Ideas like this have become inescapable everywhere. In 2005, Harvard University president Lawrence Summers said that the scarcity of female scientists could be attributed to biological differences between the sexes. His “suggestion” was defended by Baron-Cohen and his ilk.

But a later study by Cambridge University neuroscientist Melissa Hines found only the tiniest gaps between the mathematical ability, spatial visualization, and verbal fluency of boys and girls. Her study, though, did not go viral.

“It’s hard to separate our opinion from the data. The human mind wants to have things that define maleness and things that define femaleness,” Hines is quoted in Saini’s book as saying.

Flawed science has routinely made it into the media and pop culture. The 1978 issue of Playboy had a cover story which trumpeted, “Do men need to cheat on their women? A new science says yes.” Studies, mostly led or conducted by men that showed women as chaste, modest caregivers, have long been latched onto by the media — never mind their accuracy. Meanwhile, studies that have bucked stereotypes, often conducted by women scientists, have often been ignored.

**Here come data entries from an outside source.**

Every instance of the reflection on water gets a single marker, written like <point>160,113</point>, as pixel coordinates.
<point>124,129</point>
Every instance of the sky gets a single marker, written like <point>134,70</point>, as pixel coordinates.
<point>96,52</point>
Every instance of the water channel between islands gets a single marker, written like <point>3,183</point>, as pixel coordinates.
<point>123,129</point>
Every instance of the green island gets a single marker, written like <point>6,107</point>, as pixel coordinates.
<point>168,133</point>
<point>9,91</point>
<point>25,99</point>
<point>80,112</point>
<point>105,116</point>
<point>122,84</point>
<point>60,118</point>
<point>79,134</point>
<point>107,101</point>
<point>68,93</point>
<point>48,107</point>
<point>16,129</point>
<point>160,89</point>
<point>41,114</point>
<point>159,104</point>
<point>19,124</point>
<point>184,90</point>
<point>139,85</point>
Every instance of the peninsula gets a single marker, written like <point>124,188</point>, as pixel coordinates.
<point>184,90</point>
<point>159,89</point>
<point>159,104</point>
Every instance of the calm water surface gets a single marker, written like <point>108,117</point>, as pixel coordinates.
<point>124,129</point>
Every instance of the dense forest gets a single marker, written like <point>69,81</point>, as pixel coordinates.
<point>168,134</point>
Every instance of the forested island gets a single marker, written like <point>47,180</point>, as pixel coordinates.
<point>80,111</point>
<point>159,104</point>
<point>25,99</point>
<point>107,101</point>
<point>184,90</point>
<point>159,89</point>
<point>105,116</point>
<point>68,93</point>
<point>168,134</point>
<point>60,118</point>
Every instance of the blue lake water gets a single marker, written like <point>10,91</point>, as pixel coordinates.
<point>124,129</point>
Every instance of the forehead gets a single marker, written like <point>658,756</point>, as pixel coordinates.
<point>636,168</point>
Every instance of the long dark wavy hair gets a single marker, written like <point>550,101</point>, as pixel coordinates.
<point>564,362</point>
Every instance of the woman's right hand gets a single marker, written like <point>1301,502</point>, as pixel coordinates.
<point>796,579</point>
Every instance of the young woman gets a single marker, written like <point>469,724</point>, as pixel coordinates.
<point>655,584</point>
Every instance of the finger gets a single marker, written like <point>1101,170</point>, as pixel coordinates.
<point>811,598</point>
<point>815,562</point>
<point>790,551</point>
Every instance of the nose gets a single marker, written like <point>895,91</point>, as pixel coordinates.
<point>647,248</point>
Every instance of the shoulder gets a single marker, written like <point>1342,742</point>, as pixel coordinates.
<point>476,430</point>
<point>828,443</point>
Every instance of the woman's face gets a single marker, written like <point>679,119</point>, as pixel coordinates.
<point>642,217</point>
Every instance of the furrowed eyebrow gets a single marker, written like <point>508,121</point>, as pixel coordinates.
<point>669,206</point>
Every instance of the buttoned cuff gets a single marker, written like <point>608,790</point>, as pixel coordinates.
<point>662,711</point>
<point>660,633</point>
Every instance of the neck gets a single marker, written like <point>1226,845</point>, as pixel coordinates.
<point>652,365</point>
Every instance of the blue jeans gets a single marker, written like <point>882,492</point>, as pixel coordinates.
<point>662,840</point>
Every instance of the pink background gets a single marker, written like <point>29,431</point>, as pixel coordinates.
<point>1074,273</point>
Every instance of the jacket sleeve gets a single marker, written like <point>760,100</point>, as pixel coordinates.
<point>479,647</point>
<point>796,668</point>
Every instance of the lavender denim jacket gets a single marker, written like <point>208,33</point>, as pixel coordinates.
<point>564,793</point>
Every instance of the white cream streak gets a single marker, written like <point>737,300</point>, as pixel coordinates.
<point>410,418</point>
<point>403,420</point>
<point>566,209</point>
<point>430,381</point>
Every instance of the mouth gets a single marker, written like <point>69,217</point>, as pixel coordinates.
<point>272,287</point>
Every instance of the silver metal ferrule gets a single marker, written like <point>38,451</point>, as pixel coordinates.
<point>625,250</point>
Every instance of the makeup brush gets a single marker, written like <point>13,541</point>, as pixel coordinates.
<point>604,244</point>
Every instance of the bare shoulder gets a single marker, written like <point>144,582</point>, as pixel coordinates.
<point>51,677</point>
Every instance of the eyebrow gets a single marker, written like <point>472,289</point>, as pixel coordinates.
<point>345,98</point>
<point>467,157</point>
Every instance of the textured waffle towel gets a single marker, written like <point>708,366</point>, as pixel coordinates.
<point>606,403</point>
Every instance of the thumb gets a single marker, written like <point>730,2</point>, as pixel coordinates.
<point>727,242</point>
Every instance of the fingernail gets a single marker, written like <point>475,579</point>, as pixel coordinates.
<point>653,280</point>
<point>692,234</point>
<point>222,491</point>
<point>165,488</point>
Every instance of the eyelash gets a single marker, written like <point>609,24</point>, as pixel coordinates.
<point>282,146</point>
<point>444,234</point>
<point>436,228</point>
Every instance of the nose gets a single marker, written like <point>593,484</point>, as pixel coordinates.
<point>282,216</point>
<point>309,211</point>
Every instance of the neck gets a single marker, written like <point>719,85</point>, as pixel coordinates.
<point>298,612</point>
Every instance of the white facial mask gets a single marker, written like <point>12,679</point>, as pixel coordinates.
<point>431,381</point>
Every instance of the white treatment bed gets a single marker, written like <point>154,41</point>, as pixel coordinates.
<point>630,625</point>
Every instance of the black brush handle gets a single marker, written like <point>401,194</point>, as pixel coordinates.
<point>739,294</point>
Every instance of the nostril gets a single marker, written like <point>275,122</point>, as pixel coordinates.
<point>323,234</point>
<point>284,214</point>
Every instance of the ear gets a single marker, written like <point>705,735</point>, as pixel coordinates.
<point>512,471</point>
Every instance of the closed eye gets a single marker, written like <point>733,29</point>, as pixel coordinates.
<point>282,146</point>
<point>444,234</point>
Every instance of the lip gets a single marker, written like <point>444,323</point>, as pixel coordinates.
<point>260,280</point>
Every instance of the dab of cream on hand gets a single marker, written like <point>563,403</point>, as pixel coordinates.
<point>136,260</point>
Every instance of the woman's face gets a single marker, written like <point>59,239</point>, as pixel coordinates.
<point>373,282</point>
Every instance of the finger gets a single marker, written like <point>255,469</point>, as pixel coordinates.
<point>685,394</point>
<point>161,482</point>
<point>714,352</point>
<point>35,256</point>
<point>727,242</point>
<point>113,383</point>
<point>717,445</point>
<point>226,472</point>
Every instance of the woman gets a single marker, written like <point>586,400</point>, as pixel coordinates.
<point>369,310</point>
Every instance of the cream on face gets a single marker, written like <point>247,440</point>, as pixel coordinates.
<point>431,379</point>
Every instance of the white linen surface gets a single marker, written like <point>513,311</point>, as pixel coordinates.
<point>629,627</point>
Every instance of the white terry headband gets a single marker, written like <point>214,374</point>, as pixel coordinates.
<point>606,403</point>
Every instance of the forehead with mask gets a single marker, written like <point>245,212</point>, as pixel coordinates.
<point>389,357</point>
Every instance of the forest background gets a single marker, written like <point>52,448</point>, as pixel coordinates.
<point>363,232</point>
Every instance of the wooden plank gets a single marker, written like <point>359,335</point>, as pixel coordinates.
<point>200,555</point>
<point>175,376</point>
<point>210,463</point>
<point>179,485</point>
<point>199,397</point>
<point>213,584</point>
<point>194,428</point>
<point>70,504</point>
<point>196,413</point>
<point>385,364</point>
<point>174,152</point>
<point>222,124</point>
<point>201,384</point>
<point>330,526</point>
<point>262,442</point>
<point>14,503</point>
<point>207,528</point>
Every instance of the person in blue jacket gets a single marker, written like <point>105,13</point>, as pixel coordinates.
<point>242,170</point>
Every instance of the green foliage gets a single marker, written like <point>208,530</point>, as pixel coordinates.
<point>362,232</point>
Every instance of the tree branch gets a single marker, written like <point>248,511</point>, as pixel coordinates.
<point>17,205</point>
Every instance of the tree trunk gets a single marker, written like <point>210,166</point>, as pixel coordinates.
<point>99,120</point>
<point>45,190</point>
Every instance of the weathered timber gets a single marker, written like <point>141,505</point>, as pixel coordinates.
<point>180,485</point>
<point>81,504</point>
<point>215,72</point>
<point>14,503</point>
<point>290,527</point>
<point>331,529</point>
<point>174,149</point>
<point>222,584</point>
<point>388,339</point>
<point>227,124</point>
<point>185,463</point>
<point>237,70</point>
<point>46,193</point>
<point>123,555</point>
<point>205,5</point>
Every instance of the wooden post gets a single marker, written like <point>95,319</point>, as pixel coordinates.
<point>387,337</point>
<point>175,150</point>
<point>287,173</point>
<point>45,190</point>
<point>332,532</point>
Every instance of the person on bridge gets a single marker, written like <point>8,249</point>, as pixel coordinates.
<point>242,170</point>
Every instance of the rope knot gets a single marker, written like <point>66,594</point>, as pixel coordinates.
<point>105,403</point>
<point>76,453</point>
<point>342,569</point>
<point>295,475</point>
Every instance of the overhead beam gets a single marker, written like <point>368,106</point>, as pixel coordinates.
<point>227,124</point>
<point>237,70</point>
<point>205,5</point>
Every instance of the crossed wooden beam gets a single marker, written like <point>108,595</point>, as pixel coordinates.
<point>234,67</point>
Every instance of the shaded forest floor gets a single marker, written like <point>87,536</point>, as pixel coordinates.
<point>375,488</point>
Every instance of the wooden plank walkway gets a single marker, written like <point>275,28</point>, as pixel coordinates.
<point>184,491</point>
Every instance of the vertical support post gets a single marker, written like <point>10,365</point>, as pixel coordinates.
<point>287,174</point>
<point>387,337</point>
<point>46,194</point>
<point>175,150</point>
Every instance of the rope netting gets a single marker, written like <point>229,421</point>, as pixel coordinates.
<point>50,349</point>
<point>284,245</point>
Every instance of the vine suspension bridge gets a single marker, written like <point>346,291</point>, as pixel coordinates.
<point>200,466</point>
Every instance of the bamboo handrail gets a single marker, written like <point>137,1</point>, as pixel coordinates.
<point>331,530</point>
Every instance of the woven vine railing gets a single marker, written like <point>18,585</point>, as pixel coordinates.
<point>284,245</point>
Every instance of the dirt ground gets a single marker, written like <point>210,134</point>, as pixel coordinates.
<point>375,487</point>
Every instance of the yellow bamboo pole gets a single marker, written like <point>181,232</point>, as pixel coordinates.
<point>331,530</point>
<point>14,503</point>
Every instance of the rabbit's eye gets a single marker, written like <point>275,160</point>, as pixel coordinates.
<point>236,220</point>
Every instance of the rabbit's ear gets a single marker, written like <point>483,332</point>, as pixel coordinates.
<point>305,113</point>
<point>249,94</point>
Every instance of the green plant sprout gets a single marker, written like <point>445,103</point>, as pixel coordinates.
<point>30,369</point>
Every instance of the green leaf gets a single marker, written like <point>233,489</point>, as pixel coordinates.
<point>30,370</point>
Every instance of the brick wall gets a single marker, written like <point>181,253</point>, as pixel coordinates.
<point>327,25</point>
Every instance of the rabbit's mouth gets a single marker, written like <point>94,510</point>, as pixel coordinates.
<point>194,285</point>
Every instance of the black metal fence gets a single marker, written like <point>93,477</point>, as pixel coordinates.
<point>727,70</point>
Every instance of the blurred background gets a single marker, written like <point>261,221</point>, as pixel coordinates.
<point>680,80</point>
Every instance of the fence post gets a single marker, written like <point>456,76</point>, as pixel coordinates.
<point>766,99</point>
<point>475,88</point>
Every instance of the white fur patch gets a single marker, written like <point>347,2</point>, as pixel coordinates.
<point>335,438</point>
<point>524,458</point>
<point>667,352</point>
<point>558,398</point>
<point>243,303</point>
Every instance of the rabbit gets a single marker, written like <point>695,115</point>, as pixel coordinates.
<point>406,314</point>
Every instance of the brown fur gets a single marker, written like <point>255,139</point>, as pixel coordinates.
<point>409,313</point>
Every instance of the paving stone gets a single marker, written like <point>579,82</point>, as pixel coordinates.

While writing Inferior, Saini traveled the world to dig out these overlooked studies. For years, scientists have claimed that women were biologically more suited to caregiving than men — even pointing to gender norms in other species to support this — allowing human fathers to sneak out of childcare duties. But when California-based primatologist Sarah Blaffer Hrdy studied primates and hunter gatherer tribes, she found that childcare was shared by fathers, siblings, and grandmothers, not just the mother. Our ancestors were probably more evolved than we are.

As Saini writes: “The Victorian ideal that Darwin based his understanding of women upon — mother at home, taking care of the children, father bringing home the bacon — is left out in the cold.”

Other female anthropologists, Saini goes on to write, are now busting the myth that males were always the main inventors, tool users, and hunters in prehistoric times. Women are supposed to be “the weaker sex,” but when it comes to longevity and surviving illness, women outlast men worldwide. And compounding new research shows that women can be every bit as polygamous and promiscuous as men, if society allows them to be. If women weren’t as sexual as men, argues Saini in her book, why would so many cultures adopt practices like genital mutilation and keep women “in their place” by harassment and rape?

Culture, not biology

Inferior makes a convincing argument that all these myth-busting studies have been ignored by a sexist establishment that was threatened by the idea of women gaining power. It’s culture, not biology, which has kept women behind.

Recent world events back Saini. At the World Science Conference, physicist Dr Veronika Hubeny was on a “manel,” where a male moderator explained her own theories to her and did not allow her to speak. So blatant was the mansplaining that a female member of the audience got up and protested: “Let her speak!”

“These kinds of manels are so common in science,” says Saini, who says she has often been the only woman in the room at both school science classes, and later at Oxford.

Even when women do enter science, they usually drop out. Saini’s first book, Geek Nation, was about science in India. India is one of the few countries in the world where engineering classes are full of women. “Culturally women are encouraged to go into engineering because it’s such a respected profession,” says Saini. But, as she points out, most drop out within a few years of graduating, weighed down by family responsibilities. “There is this expectation that a woman should do everything — work, run the house, rear the kids, and look after the elderly…eventually they collapse, exhausted.”

Saini goes on to say, her frustration evident:

“How lazy is it to assume that there are fewer women in science because it’s biological! Oxford only allowed women to graduate in 1920, Cambridge 28 years later. Women are only just catching up after years of being pushed down.”

What’s the solution to sexist, bad science? Saini suggests a social science approach.

“The fact is that when you study humans, it is very difficult to get a clear picture, because we are all complex individuals. Just because one woman is bad at math, it does not mean all of them are.”